Sometimes we try very hard to convince people to believe the gospel. And many times people don’t listen and they don’t want to listen. Sometimes the people who don’t listen the most are people who call themselves Christians. They want to be like the Pharisee who goes into the temple and wants to be better than the tax collector. No—a person who despises other people, a Pharisee who despises tax-collectors is not a Christian yet. They have not heard the forgiveness of sins. They are still dead in their sins.
 
No—what we need is for Jesus to come and speak his word to us. Jesus needs to come and speak the word: Ephphatha, be opened, to us, and raise us from the dead. A person who doesn’t know their sin thinks they are alive but is actually dead. But it is the Holy Spirit who makes us aware of our sin, and it is the Holy Spirit who creates the faith in the forgiveness of sins in us, given to us through the water of baptism, so that we believe in it, trust in it, and be saved.
 
Being saved does not mean that we look down on other people who are saved. The forgiveness of sins is only given to sinners. There are people who believe they are forgiven, but don’t believe that they are sinners. There are people who believe they are sinners, but don’t believe that Jesus died for them and forgives them. Both of these people are not Christians yet.
 
But the knowledge of our sin and the sure promise of our forgiveness is given to us, purely through the working of the Holy Spirit, who takes the words of Jesus and opens us up to hear these words. Ephphatha. Be opened.

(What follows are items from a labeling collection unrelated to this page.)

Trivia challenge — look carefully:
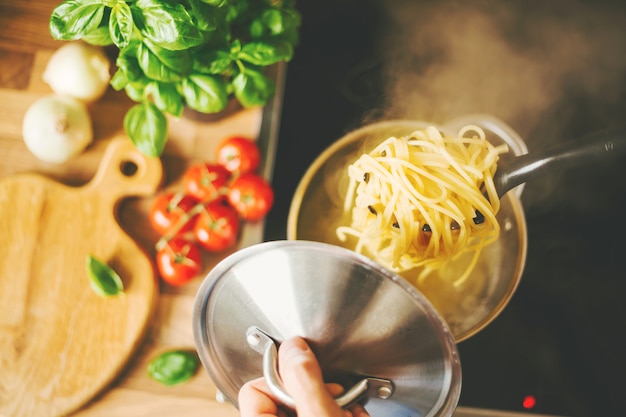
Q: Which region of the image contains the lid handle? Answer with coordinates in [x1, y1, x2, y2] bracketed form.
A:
[246, 327, 393, 409]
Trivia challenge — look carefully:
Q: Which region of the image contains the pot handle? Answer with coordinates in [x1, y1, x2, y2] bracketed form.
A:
[246, 327, 393, 409]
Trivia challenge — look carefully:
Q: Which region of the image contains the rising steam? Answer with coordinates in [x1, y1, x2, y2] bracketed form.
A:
[372, 0, 626, 141]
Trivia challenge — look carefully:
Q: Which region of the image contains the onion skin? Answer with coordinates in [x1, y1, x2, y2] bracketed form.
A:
[22, 94, 93, 164]
[43, 41, 111, 103]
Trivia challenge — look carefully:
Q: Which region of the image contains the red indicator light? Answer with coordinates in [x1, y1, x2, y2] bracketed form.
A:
[522, 395, 537, 410]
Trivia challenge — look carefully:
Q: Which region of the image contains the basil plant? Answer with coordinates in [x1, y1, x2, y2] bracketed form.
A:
[50, 0, 301, 156]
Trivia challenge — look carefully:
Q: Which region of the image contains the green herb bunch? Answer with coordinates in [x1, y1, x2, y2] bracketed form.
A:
[50, 0, 301, 156]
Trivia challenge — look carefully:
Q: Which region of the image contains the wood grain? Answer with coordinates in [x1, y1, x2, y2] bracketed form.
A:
[0, 0, 263, 417]
[0, 137, 162, 417]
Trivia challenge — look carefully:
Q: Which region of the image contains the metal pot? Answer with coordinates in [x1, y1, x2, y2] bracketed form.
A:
[193, 241, 461, 417]
[287, 115, 527, 342]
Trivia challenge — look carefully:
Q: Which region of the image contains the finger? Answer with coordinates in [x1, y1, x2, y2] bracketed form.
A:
[350, 404, 370, 417]
[239, 378, 284, 417]
[278, 338, 345, 417]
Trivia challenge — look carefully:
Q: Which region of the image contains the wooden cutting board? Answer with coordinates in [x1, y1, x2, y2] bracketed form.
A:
[0, 137, 163, 417]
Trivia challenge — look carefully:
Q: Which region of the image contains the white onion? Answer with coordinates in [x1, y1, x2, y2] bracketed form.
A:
[43, 41, 111, 102]
[22, 94, 93, 164]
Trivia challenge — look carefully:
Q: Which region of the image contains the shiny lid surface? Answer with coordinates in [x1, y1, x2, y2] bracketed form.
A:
[193, 240, 461, 417]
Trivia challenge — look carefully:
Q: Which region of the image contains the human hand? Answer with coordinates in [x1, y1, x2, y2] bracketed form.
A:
[239, 337, 369, 417]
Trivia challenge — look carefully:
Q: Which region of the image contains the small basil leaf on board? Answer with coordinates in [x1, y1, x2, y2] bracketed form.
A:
[86, 255, 124, 297]
[124, 101, 167, 156]
[148, 349, 200, 385]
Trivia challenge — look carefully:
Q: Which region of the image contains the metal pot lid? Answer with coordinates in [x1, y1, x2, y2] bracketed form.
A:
[193, 240, 461, 417]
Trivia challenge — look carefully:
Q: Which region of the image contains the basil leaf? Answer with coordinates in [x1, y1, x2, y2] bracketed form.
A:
[193, 49, 234, 75]
[86, 255, 124, 297]
[110, 68, 128, 91]
[232, 68, 275, 107]
[50, 0, 104, 40]
[238, 39, 293, 66]
[134, 0, 205, 50]
[124, 101, 167, 156]
[200, 0, 228, 7]
[124, 78, 149, 102]
[115, 42, 144, 82]
[148, 349, 200, 385]
[82, 26, 113, 46]
[182, 74, 228, 113]
[188, 0, 226, 31]
[137, 40, 193, 82]
[109, 1, 135, 49]
[144, 81, 184, 117]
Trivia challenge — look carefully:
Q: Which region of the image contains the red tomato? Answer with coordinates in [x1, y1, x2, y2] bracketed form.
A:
[183, 163, 230, 202]
[216, 136, 261, 175]
[226, 174, 274, 221]
[150, 192, 198, 235]
[194, 201, 239, 252]
[156, 237, 202, 285]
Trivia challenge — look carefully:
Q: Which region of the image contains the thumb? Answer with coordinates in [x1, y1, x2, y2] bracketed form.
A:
[278, 337, 345, 417]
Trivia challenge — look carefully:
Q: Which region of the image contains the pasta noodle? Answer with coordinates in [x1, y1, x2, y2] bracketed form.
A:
[336, 125, 508, 284]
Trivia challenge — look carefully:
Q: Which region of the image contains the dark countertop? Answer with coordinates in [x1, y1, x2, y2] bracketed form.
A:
[265, 0, 626, 416]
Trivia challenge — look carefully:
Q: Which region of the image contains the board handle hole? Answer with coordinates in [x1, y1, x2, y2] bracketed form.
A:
[120, 161, 139, 177]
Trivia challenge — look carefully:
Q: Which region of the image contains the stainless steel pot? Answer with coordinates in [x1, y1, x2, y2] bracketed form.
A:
[193, 241, 461, 417]
[287, 115, 528, 342]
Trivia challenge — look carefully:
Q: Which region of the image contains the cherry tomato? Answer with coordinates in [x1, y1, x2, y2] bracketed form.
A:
[183, 163, 230, 202]
[150, 192, 198, 235]
[194, 201, 239, 252]
[216, 136, 261, 175]
[156, 237, 202, 286]
[226, 173, 274, 221]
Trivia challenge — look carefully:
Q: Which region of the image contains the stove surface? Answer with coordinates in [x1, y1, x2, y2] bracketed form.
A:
[265, 0, 626, 417]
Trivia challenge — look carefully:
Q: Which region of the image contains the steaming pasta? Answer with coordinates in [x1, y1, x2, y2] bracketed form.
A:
[337, 125, 508, 285]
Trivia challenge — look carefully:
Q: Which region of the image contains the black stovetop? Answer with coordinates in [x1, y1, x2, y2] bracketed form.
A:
[265, 0, 626, 417]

And when our ears are opened to God’s word, then we can listen to our heavenly Father, and learn to speak once again, and learn to speak to him. We have to hear and learn the language of the Scripture one word at a time, before we can mumble our prayers back to him. Prayer always starts with baby talk. And all our prayers are helped along and strengthened by our older brother Jesus who translates our baby-talk prayers to the Father for us! “What this little baby is trying to say is that he wants this!”
 
And so let’s also be opened up again, afresh, anew, by Jesus through his word. Let Jesus speak his powerful word to you: Ephphatha. Be opened. Open our ears, Lord Jesus! Open our mouths, Lord Jesus!
 
Amen.
 
 
Lord, open Thou my heart to hear,
And by Thy word to me draw near;
Let me Thy Word still pure retain,
Let me Thy child and heir remain. Amen.